The plans unveiled by the First Minister at Bute House yesterday set out first the case for the whole of the UK remaining a member of the single market and then a plan for Scotland to stay in the single market if the rest of the UK left – which would involve membership of the European Free Trade Area (Efta) and the European Economic Area (EEA) but, Ms Sturgeon stressed, no need for a “hard” border with England.
The First Minister made clear the proposals in the document were not her ideal way forward. She believes the UK would be best off staying in the EU and Scotland best off as an independent country within the EU. The ideas she presented in the document “Scotland’s Place in Europe” are a compromise, she acknowledged.

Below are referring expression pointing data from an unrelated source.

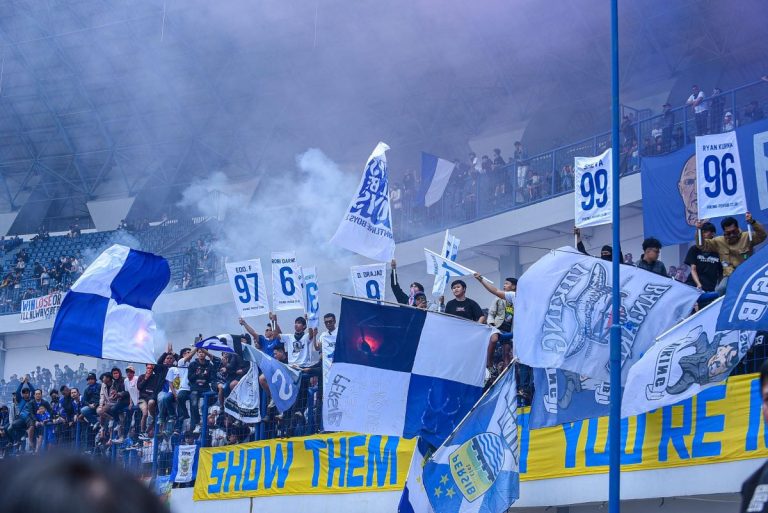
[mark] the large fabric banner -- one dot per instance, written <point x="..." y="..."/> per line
<point x="367" y="226"/>
<point x="368" y="280"/>
<point x="40" y="308"/>
<point x="670" y="198"/>
<point x="563" y="396"/>
<point x="687" y="359"/>
<point x="722" y="423"/>
<point x="593" y="191"/>
<point x="563" y="312"/>
<point x="450" y="252"/>
<point x="248" y="287"/>
<point x="719" y="181"/>
<point x="244" y="402"/>
<point x="319" y="464"/>
<point x="286" y="281"/>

But, it is worth noting, they are also the first plans published anywhere in the UK offering a potential route ahead over Brexit.

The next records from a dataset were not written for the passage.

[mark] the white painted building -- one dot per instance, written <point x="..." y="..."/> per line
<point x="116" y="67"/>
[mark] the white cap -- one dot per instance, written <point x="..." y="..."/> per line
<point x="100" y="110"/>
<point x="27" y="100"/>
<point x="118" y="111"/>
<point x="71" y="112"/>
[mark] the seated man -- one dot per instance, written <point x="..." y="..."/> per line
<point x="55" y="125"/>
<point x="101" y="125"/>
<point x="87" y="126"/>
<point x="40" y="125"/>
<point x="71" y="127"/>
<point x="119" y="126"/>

While the UK government has hidden behind Theresa May’s mantra that “Brexit means Brexit” and the Cabinet ministers most closely involved in the withdrawal from the EU have shown themselves at odds with each other or been slapped down by the Prime Minister for their comments, Ms Sturgeon and her team have been working away to come up with specific proposals to put forward which they believe could help mitigate the impact of Brexit.
The possibility of a second independence referendum is still there in the background. Ms Sturgeon – who described a fresh vote as “very likely” after the Brexit result – said she had not changed her mind “one iota” on the issue.
But she also insisted she wanted to give the UK government the chance to consider her proposals before trying to move ahead on the referendum option.
The First Minister said her plan offered a “flexible” approach that took into account the needs of different parts of the UK, put forward in good faith.
There have been mixed messages from the UK government on this, as with much else.
On her first trip to Scotland as PM, back in July, Mrs May told the First Minister she was “willing to listen to options” about Scotland’s relationship with Europe.
In a phone call ahead of yesterday’s plans being unveiled, the Prime Minister told Ms Sturgeon she would “look very seriously” at the proposals.
But in the meantime, Chancellor Philip Hammond came to Edinburgh and appeared to rule out a special Brexit deal for Scotland, saying it was “not realistic”.
And after Ms Sturgeon published her paper yesterday, Mrs May seemed to play down the prospects of a separate deal, saying “there may be proposals that are impractical”.
Ms Sturgeon readily accepts the proposals she has put forward would not be easy but, as she says, almost every aspect of Brexit has its own complexities and complications.
And she believes they can mostly be overcome if there is the political will. “Everything about Brexit is difficult and challenging.
“This is about trying to find a sensible way through it.”
If she is right and what is at stake is Scotland’s future prosperity – jobs, investment, trade and standards of living – she would be failing in her duty if she did not try to find a path through the Brexit morass.